The Quality Assurance tab analyzes all images in your folder for quality issues and lets you take action on problematic images. This helps curate training datasets by identifying blurry, low-resolution, or otherwise problematic images before captioning.
The tab scores each image on the following criteria (each can be enabled/disabled):
- Blur Detection - Uses Laplacian variance to detect blurry or out-of-focus images. Configurable low/high thresholds determine what counts as "definitely blurry" vs "definitely sharp".
- Low Resolution - Flags images where the shortest dimension falls below a configurable minimum (default 512px).
- Missing Mask - Checks if a corresponding mask file exists. Automatically disabled if no images in the folder have masks.
- Face Detection - Detects faces in images. Configurable mode: flag if no face is detected (for portrait datasets) or flag if a face is detected (for landscape/object datasets).
- Eyes Closed - Detects closed eyes on detected faces using MediaPipe Face Mesh blendshapes. Falls back to OpenCV Haar cascades if MediaPipe is not installed.
Each criterion produces a score from 0.0 (worst) to 1.0 (best). These are combined into an overall score using a weighted average. Weights for each criterion can be adjusted using the sliders (0.0 to 2.0 range).
The image list is displayed as a sortable table with columns for each score. Click any column header to sort by that criterion. Default sort is by Overall score descending (best at top).

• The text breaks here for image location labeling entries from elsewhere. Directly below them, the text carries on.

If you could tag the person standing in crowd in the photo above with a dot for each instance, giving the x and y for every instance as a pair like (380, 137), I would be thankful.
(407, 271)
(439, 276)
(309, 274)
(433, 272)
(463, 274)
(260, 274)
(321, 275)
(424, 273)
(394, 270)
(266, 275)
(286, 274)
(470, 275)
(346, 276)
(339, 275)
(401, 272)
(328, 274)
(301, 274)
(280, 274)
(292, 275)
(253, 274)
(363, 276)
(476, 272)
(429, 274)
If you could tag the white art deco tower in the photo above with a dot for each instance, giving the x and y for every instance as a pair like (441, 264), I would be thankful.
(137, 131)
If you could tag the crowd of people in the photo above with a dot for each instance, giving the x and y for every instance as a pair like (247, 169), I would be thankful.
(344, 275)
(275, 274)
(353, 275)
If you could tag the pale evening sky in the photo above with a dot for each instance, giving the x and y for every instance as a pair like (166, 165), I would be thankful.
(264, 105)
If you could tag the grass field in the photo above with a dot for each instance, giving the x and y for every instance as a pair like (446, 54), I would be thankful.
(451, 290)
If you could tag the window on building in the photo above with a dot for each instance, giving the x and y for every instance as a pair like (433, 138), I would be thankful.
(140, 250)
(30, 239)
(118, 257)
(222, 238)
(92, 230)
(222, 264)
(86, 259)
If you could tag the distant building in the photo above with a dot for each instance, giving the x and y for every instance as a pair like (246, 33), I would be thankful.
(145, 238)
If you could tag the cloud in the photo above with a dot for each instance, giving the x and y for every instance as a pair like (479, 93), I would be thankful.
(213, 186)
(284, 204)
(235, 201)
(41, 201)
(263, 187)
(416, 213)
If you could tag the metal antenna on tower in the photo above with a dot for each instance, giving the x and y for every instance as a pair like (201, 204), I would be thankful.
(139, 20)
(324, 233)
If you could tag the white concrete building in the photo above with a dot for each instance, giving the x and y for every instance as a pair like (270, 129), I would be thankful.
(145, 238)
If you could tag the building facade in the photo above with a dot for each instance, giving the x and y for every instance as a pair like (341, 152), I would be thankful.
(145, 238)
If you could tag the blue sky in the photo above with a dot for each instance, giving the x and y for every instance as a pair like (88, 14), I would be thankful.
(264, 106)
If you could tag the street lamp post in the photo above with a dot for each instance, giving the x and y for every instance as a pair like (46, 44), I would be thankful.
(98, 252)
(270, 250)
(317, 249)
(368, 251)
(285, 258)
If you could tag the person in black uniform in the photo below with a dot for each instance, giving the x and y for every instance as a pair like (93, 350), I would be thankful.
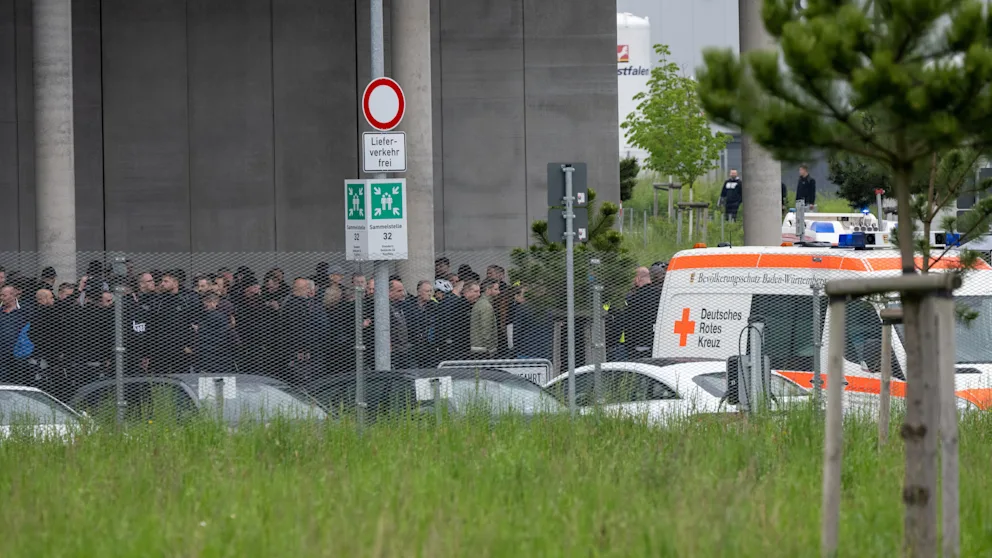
(731, 196)
(806, 188)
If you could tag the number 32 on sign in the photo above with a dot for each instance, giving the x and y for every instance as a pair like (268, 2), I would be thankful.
(375, 219)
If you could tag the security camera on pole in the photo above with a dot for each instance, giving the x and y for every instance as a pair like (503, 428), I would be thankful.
(376, 209)
(568, 218)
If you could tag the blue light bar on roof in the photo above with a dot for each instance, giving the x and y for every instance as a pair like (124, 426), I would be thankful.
(853, 240)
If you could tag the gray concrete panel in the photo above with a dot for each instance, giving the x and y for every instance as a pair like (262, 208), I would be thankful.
(363, 59)
(146, 147)
(483, 124)
(25, 125)
(571, 89)
(9, 237)
(315, 104)
(88, 124)
(437, 126)
(230, 135)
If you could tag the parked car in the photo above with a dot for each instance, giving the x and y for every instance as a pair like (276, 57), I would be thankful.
(664, 389)
(405, 392)
(183, 396)
(36, 411)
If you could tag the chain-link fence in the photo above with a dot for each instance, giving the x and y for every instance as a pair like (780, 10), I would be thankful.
(261, 333)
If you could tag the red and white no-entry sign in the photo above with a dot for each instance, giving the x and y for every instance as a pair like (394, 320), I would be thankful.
(383, 104)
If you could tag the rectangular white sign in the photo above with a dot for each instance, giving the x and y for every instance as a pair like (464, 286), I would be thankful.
(356, 225)
(384, 152)
(386, 214)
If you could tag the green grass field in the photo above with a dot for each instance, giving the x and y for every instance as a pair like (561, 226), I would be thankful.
(662, 234)
(594, 487)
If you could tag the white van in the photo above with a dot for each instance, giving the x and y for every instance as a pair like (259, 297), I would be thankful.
(710, 293)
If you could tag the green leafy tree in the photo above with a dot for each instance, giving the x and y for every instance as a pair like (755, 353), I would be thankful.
(670, 125)
(629, 169)
(541, 267)
(895, 82)
(857, 179)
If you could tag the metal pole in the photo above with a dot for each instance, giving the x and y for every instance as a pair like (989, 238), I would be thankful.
(834, 443)
(704, 224)
(570, 286)
(360, 403)
(723, 220)
(436, 395)
(671, 201)
(950, 495)
(885, 395)
(691, 211)
(878, 200)
(382, 360)
(597, 332)
(817, 347)
(219, 396)
(645, 228)
(759, 385)
(119, 350)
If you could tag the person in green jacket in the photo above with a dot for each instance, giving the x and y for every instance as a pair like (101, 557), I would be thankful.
(483, 331)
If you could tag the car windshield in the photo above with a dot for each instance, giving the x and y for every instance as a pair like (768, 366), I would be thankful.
(511, 395)
(257, 400)
(31, 407)
(972, 337)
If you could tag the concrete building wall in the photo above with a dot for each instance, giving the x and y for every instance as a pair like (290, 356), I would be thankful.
(229, 125)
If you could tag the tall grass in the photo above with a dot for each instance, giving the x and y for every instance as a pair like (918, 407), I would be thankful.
(543, 487)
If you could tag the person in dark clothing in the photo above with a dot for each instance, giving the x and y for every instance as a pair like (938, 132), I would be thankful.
(640, 315)
(172, 328)
(339, 343)
(214, 350)
(806, 188)
(731, 196)
(297, 320)
(421, 316)
(13, 318)
(454, 324)
(399, 332)
(251, 311)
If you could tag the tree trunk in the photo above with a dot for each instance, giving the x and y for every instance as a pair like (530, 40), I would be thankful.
(919, 431)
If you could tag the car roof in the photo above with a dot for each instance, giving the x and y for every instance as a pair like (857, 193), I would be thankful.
(188, 379)
(482, 373)
(13, 387)
(668, 373)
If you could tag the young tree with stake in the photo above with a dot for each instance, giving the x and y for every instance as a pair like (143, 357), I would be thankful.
(670, 125)
(894, 84)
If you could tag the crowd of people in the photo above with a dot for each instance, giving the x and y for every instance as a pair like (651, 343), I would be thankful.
(62, 335)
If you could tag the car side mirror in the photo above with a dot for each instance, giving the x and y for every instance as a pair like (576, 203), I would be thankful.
(873, 355)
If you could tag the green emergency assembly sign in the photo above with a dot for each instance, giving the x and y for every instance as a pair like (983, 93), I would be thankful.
(387, 200)
(356, 201)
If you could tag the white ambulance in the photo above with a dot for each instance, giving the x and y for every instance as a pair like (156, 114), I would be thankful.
(710, 293)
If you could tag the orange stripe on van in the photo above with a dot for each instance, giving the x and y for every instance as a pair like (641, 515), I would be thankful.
(858, 384)
(728, 260)
(945, 263)
(982, 397)
(784, 261)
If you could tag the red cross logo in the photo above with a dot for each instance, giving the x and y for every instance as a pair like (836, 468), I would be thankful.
(684, 327)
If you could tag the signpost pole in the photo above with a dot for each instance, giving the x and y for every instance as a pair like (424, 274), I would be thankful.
(382, 360)
(360, 403)
(570, 285)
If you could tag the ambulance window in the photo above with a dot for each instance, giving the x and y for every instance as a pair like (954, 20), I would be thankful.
(788, 337)
(862, 324)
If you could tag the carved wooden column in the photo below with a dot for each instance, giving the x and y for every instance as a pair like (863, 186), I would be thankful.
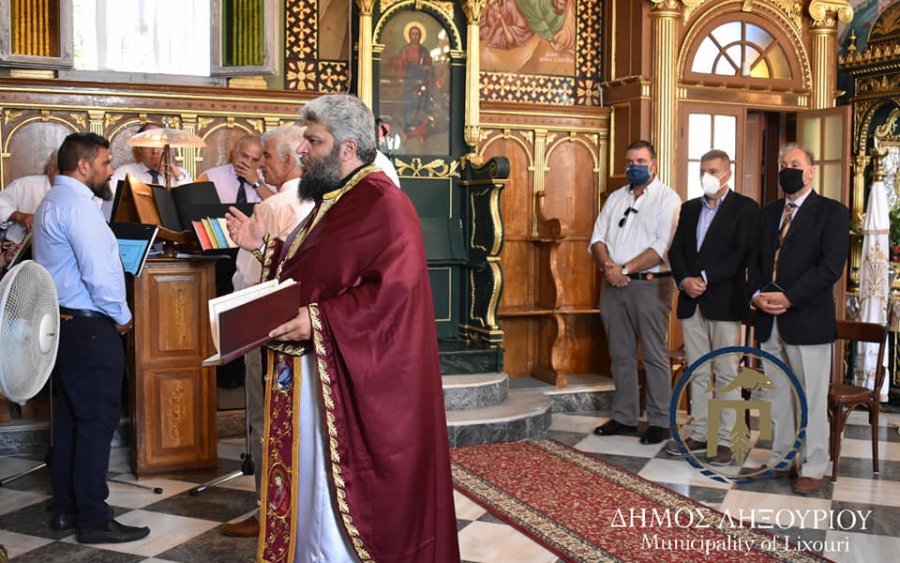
(823, 31)
(473, 10)
(665, 14)
(364, 86)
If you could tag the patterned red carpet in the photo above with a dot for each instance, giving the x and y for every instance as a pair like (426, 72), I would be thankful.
(583, 509)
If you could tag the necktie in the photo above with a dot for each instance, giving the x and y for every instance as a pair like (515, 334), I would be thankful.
(242, 195)
(782, 234)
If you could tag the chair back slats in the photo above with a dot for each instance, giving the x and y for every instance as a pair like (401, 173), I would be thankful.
(854, 331)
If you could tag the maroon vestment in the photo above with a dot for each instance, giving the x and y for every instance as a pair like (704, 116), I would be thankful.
(360, 264)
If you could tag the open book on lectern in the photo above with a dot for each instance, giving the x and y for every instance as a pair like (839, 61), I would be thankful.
(242, 320)
(172, 209)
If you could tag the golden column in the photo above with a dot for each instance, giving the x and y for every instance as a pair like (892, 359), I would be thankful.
(34, 28)
(664, 15)
(364, 86)
(823, 31)
(473, 10)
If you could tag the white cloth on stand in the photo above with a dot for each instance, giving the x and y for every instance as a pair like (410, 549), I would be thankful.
(874, 283)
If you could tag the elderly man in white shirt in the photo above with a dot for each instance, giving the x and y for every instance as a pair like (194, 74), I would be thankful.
(630, 244)
(277, 216)
(19, 200)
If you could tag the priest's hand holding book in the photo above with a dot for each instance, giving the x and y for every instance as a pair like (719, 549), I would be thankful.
(247, 232)
(295, 330)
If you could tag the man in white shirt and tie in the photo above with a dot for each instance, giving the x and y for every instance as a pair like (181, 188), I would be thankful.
(240, 181)
(147, 169)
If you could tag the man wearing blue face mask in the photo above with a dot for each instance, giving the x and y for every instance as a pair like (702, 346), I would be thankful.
(631, 237)
(803, 246)
(715, 237)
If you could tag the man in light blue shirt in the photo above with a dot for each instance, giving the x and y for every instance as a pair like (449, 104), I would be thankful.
(72, 241)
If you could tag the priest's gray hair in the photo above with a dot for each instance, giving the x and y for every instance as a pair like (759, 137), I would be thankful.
(792, 146)
(287, 139)
(346, 118)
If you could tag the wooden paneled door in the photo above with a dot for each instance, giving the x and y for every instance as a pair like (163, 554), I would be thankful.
(172, 396)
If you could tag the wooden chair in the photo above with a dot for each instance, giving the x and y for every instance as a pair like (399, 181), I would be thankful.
(844, 398)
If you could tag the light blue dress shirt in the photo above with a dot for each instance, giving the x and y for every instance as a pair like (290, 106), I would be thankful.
(72, 240)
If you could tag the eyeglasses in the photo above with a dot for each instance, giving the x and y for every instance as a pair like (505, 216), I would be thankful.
(625, 217)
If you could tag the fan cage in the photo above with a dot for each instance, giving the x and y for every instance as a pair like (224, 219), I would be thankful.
(28, 301)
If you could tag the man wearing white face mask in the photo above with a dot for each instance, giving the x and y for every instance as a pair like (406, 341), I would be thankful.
(804, 239)
(631, 237)
(715, 238)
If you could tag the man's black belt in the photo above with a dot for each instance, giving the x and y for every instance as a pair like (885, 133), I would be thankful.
(649, 275)
(81, 313)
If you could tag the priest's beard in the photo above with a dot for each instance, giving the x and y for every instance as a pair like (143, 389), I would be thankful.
(321, 176)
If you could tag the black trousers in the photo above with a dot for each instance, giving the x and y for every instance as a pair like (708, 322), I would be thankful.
(91, 363)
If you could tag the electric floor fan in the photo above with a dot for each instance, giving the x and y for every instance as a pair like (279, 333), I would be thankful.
(29, 335)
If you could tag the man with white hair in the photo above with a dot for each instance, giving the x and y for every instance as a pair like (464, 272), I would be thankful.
(20, 198)
(239, 181)
(276, 216)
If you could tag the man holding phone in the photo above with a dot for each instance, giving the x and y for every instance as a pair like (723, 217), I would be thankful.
(804, 241)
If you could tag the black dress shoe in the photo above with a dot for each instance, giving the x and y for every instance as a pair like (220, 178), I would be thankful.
(62, 522)
(111, 532)
(655, 435)
(612, 427)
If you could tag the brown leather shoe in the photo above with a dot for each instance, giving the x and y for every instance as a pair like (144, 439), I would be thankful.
(806, 485)
(248, 528)
(765, 472)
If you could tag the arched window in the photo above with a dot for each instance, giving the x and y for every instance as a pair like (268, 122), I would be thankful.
(741, 49)
(745, 50)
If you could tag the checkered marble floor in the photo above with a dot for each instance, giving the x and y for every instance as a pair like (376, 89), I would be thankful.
(187, 528)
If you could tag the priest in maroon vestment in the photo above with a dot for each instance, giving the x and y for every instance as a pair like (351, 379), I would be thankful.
(367, 335)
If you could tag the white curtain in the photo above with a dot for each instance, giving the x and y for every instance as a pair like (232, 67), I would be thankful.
(874, 283)
(143, 36)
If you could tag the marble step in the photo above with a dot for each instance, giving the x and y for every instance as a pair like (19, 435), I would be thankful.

- Click an image in the table to view it
- Use the slider below the image to scrub through the list
- Use Left/Right arrow keys to step through images
- Use the mouse scroll wheel on the image to navigate
- Append to Caption [A] - Appends the configured text to the image's caption file
- Move to Unused [D] - Moves the image (along with its caption and mask files) to the
unused/subfolder
Apply actions to all images that fall below a score threshold:
- Select which Criterion to threshold on (Overall, Blur, Resolution, Mask, Face, or Eyes)
- Set the Threshold slider (0.0 to 1.0)
- The count label shows how many images fall below the threshold
- Click Append to All Below to add quality tags to their captions
- Click Move All Below to Unused to move them (with their captions and masks) to the
unused/subfolder
The text to append can be typed freely or selected from presets:
, low quality, worst quality, jpeg artifacts, blurry, blurry, out of focus, low resolution, pixelated, eyes closed
Analysis results are cached to a _qa_cache.json file in the image folder.
When you reopen the same folder, cached results are loaded automatically if the files haven't changed.
Click Analyze All to re-scan and overwrite the cache.
On first analysis with face/eyes detection enabled, small model files are automatically downloaded:
- MediaPipe Face Landmarker (~3.7 MB) - for face and eye-blink detection
- YuNet (~336 KB) - OpenCV face detection fallback (used only if MediaPipe is not available)
These are saved to the models/_/ directory.